A pair of conspicuously large masts outside Front Street Shipyard's Building 5 on June 27 were found to belong to a 100-foot sailing ship inside. The steel-hulled Corwith Cramer has been in Belfast for three weeks getting its first major overhaul, which a crew member said would take about three months.

The 30-year-old, 240-ton brigantine is one of two sailing school vessels operated by Sea Education Association (SEA). Corwith Cramer sails in the North Atlantic and the Caribbean Sea. Its counterpart, Robert C. Seamans, sails throughout the Pacific Ocean.

The masts of Corwith Cramer, like the hull, are steel, and rugged enough to stand out among the sleek lines of several racing yachts in the shipyard lot on June 27.
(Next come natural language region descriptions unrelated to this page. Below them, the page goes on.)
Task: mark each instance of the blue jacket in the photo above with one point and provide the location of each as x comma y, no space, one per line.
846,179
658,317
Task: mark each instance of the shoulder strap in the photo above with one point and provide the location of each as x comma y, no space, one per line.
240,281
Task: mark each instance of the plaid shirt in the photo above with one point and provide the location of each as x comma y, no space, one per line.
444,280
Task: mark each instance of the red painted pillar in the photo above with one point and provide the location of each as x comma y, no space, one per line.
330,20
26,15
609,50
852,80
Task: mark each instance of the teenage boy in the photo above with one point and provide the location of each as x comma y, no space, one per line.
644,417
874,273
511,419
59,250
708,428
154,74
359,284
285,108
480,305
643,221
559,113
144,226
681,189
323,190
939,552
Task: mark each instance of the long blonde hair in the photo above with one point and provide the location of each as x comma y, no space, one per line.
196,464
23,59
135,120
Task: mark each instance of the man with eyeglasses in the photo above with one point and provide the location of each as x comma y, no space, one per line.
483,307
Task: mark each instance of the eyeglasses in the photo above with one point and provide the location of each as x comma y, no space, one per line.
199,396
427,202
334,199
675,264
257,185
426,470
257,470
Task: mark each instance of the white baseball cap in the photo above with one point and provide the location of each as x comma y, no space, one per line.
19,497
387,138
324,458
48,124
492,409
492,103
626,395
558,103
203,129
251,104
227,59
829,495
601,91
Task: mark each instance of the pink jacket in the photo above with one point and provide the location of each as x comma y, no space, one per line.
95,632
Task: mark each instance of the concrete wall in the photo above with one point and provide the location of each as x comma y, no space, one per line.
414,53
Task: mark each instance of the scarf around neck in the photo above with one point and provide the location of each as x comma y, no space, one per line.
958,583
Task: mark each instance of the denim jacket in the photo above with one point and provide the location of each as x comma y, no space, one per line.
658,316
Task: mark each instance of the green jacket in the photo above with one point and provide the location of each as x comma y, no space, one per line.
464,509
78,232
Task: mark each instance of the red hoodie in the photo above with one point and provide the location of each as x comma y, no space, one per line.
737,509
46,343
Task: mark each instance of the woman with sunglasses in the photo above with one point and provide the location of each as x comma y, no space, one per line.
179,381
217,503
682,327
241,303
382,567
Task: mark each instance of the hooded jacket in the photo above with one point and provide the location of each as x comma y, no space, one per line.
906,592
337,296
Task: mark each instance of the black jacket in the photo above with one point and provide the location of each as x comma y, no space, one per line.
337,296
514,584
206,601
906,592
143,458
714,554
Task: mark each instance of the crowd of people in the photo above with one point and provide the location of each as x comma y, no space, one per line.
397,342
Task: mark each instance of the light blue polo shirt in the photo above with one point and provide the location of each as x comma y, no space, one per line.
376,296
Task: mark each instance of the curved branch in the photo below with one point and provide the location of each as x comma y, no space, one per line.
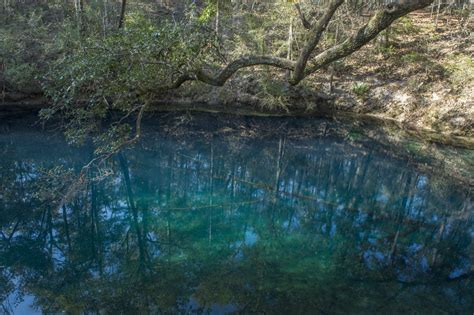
220,77
313,40
304,21
379,22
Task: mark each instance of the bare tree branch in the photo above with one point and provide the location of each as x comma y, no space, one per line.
306,23
379,22
313,40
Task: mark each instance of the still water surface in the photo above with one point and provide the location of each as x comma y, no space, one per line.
255,216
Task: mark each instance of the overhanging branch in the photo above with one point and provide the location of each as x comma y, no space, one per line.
379,22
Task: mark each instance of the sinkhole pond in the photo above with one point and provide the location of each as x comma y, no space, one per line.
216,214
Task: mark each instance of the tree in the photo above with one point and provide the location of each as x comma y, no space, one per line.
306,64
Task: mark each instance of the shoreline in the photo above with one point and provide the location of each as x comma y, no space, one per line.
323,110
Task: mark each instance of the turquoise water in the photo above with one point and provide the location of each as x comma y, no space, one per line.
212,215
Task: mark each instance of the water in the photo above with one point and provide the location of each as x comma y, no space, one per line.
221,215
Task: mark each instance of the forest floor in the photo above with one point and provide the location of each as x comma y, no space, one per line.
422,79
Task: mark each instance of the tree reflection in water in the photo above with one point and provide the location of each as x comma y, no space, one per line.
199,218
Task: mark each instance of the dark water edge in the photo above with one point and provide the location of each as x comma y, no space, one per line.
213,214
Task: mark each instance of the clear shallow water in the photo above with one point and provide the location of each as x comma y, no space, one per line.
249,216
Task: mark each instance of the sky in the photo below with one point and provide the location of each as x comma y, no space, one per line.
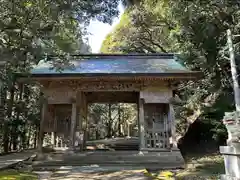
98,31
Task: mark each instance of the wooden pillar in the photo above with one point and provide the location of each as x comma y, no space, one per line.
141,124
171,116
73,126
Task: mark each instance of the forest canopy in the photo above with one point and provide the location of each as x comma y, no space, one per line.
197,31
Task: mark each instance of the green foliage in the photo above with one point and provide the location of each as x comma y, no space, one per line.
197,31
29,32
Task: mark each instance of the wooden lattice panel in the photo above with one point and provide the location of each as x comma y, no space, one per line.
156,126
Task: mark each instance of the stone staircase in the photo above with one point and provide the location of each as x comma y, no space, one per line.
153,160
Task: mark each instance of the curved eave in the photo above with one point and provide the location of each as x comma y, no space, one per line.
117,76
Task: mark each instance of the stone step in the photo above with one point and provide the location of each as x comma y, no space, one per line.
117,158
107,167
169,165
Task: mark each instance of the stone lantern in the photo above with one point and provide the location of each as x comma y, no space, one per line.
231,152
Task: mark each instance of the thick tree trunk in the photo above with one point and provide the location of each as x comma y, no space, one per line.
6,123
42,123
109,125
119,121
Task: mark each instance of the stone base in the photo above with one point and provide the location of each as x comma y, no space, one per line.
225,177
231,156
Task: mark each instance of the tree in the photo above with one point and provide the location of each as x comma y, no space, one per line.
197,31
29,31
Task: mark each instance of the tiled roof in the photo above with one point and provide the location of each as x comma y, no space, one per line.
117,64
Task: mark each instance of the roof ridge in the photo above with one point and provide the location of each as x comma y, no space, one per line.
106,56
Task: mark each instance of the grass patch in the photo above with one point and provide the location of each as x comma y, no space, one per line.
17,175
208,167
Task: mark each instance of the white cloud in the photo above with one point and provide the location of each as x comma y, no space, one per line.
98,31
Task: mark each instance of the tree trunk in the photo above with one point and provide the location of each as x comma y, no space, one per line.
42,123
234,71
109,127
119,121
6,123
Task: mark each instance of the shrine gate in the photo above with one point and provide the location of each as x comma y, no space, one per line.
147,80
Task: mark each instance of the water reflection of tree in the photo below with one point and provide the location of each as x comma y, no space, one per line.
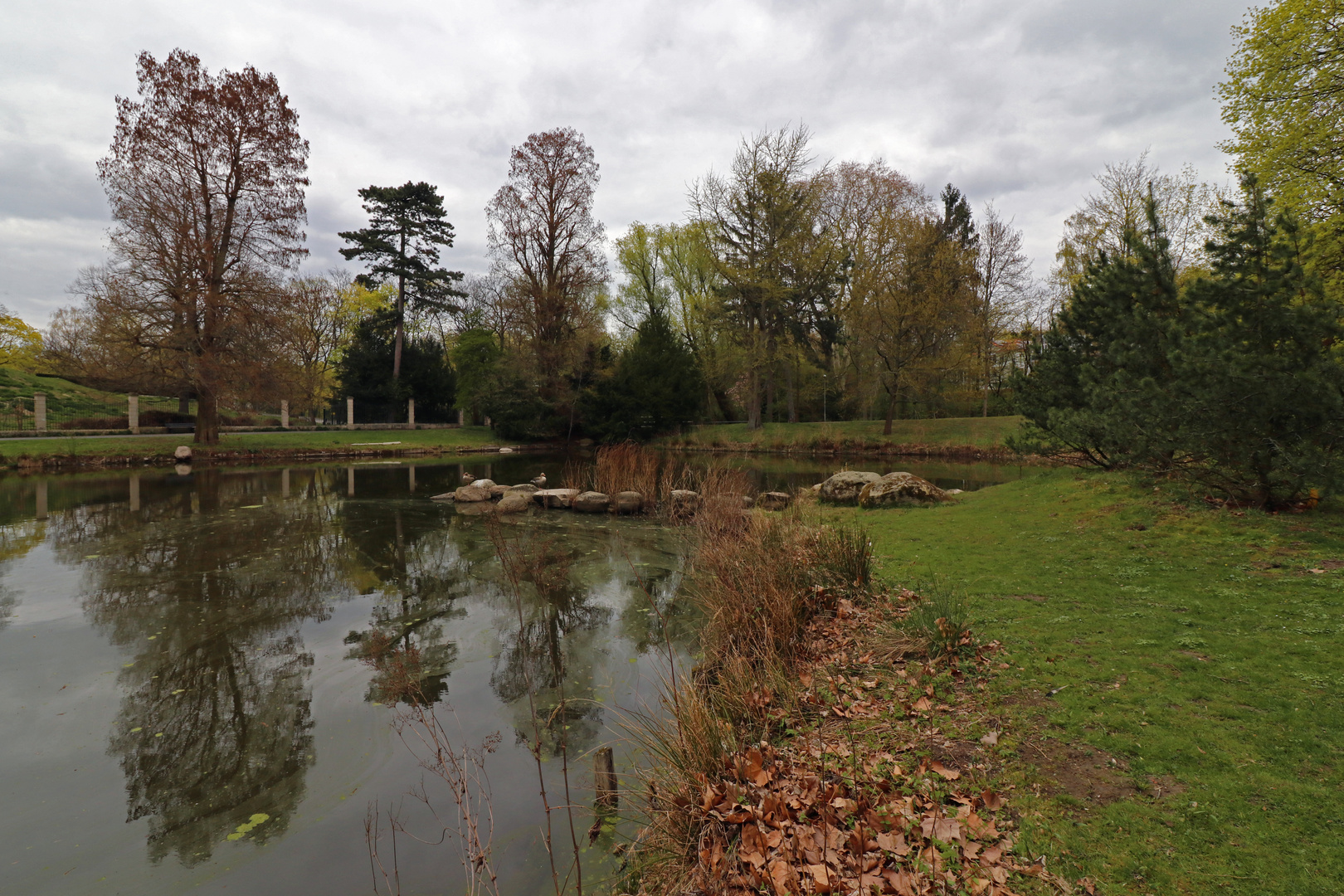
541,650
216,728
17,540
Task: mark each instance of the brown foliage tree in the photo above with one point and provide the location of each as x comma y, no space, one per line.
206,183
780,268
548,247
914,299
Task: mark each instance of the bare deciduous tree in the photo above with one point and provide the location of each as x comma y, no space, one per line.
548,246
780,271
206,183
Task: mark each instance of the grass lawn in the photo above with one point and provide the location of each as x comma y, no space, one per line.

Crew members were undressing the foremast. One of them, a yard worker named Laura Rea, said this involves taking off cables and stays. As some of this hasn't happened before, it wasn't necessarily easy.

"A lot of hitting out rusted pins," she said.
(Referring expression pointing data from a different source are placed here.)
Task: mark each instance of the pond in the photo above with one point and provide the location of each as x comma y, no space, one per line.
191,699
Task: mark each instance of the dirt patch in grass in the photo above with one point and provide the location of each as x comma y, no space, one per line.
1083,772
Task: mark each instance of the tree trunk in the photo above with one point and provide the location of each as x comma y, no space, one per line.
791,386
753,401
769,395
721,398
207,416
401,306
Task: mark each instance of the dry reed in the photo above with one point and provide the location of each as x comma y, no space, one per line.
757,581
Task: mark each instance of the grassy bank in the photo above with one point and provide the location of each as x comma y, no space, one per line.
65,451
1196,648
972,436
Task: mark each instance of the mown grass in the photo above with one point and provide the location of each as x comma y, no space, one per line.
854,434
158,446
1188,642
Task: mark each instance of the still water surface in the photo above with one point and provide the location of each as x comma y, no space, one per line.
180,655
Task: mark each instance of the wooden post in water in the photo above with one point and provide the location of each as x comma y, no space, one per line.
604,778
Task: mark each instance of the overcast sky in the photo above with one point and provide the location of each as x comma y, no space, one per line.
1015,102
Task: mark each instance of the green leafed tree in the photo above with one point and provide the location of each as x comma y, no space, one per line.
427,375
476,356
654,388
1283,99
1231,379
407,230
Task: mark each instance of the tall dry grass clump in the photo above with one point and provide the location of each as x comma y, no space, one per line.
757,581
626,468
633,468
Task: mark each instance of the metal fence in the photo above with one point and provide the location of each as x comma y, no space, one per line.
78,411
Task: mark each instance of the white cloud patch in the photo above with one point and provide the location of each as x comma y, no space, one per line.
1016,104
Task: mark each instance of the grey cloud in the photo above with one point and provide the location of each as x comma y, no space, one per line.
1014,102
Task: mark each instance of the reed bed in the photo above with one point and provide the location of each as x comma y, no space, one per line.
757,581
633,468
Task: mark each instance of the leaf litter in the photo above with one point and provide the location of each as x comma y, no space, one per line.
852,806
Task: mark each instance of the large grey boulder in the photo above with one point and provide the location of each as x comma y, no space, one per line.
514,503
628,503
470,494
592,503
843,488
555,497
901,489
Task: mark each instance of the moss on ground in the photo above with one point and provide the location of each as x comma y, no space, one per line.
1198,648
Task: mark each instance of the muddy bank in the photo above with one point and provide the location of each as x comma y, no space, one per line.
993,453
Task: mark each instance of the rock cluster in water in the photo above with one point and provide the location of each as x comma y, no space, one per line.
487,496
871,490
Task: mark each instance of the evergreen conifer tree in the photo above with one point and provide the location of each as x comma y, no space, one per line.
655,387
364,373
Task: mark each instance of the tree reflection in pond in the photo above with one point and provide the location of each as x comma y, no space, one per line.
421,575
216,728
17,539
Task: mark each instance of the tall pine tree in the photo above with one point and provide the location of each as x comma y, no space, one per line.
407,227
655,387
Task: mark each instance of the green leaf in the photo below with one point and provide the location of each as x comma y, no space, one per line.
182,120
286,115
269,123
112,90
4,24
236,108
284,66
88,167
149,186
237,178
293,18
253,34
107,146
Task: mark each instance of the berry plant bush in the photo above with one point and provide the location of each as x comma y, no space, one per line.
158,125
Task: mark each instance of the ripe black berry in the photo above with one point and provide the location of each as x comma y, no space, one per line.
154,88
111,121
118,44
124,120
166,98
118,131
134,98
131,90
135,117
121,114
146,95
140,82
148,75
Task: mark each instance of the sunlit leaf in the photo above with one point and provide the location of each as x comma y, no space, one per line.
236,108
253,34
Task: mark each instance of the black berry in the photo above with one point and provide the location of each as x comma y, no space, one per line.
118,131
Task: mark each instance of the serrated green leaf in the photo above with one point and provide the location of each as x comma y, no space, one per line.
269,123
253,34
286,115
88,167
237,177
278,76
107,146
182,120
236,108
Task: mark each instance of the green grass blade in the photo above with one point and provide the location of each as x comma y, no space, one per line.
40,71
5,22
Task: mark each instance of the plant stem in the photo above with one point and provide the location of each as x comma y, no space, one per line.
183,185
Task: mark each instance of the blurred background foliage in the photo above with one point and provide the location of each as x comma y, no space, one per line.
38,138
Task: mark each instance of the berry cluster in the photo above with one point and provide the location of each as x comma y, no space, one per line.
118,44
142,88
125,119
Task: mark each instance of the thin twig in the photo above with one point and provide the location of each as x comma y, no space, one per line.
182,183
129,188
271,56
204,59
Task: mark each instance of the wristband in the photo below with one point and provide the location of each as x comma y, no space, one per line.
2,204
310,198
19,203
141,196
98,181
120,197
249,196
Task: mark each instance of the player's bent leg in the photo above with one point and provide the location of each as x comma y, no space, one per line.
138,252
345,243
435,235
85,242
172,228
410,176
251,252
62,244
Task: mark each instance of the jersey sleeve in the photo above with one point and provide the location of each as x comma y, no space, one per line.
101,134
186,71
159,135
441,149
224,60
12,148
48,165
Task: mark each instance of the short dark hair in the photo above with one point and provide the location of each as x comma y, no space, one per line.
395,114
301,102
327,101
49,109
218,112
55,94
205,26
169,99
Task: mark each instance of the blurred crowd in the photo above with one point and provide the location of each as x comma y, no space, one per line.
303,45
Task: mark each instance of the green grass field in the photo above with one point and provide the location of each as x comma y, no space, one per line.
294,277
Rea grew up in Idaho and got involved with SEA as an undergraduate after spotting the program among several study abroad options. "I thought it sounded cool, so it did it," she said. When she graduated, she signed on as a deckhand and yard worker and now does social media for the ship.
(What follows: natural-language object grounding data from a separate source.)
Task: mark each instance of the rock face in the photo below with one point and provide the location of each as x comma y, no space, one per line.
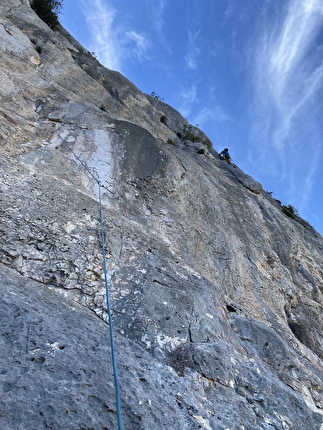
216,295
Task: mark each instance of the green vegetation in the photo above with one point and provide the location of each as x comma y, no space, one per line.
48,11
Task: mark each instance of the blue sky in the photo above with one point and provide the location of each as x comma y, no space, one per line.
249,73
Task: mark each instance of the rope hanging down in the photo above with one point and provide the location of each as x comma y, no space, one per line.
114,362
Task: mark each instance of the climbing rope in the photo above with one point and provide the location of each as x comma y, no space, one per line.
113,357
114,363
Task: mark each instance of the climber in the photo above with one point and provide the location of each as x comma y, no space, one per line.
224,155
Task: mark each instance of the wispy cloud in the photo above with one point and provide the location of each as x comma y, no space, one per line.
194,49
138,43
288,79
111,39
188,98
156,10
100,17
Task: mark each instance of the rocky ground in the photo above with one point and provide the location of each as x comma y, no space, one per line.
216,295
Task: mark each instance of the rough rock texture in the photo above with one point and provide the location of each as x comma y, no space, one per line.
216,294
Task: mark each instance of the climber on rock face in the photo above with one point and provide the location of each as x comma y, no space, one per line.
224,155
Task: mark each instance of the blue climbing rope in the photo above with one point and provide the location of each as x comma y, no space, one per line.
114,362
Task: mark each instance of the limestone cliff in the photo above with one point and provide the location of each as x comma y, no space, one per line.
216,294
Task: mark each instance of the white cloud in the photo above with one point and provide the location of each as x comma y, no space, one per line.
288,79
194,50
138,44
156,10
188,98
100,17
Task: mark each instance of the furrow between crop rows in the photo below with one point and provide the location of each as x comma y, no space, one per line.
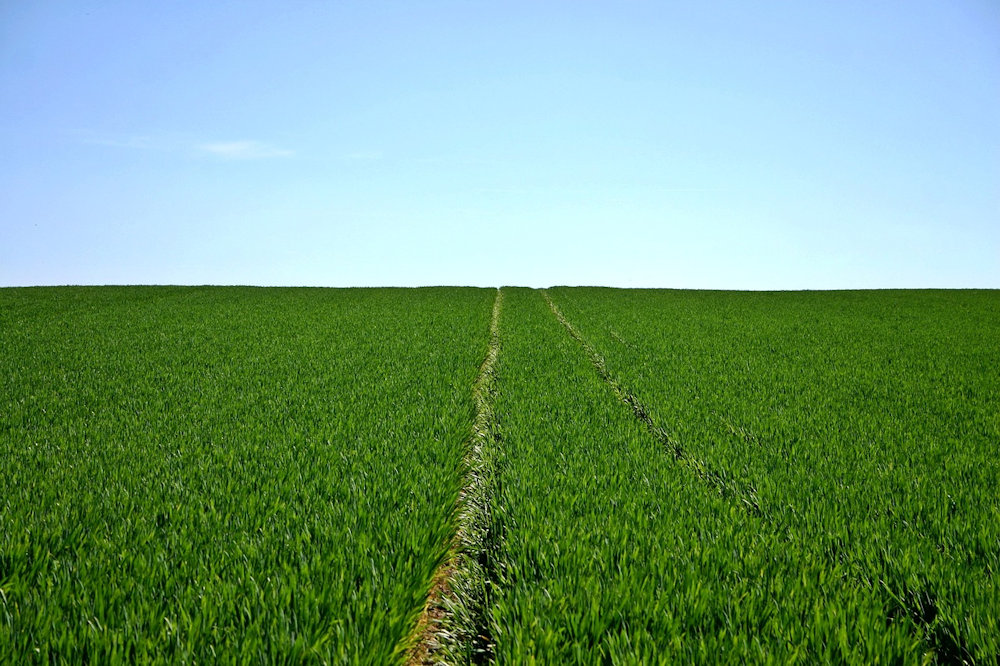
911,590
918,605
718,479
452,627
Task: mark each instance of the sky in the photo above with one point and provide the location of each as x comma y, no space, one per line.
704,144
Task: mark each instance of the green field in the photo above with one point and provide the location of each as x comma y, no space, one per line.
575,475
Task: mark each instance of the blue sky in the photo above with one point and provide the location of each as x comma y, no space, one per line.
735,145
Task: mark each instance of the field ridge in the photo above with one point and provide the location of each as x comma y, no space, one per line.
451,627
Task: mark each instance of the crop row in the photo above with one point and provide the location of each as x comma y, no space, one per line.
231,475
278,475
864,423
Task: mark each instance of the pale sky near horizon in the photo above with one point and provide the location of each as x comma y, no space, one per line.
717,144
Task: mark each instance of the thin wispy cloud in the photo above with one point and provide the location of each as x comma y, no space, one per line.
244,150
181,143
364,156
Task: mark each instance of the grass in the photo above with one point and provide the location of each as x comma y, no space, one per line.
633,476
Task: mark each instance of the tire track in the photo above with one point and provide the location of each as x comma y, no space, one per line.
918,603
721,480
452,626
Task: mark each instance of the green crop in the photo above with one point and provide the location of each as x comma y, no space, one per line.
235,475
579,475
863,425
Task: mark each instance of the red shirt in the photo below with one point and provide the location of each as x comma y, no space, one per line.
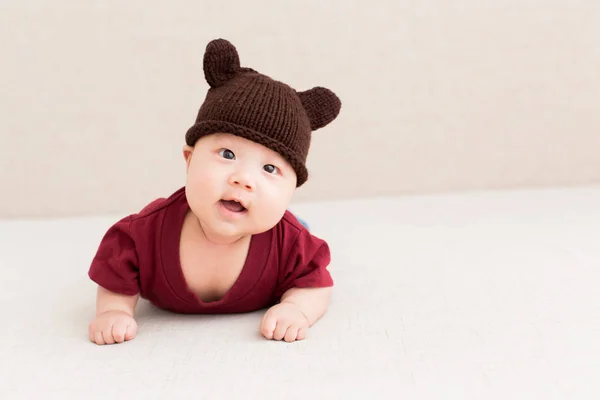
140,254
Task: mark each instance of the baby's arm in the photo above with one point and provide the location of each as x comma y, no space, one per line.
114,321
299,309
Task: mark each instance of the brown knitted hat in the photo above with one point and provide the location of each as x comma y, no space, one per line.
243,102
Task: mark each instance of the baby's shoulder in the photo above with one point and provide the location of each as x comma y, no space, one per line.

Most of the crew is boarding at the former Crosby High School, Rea said.

The school has dormitory-style rooms on the upper floors that the new owner, Kiril Lozanov, has expressed interest in converting to a combination of shared housing and a hostel for short-term visitors traveling light.

Across the yard from where Corwith Cramer's crew was working Tuesday, a crowd gathered to watch as Cangarda, a 1901 steam-powered yacht, was lowered into the harbor by Front Street Shipyard's 485-ton travel lift.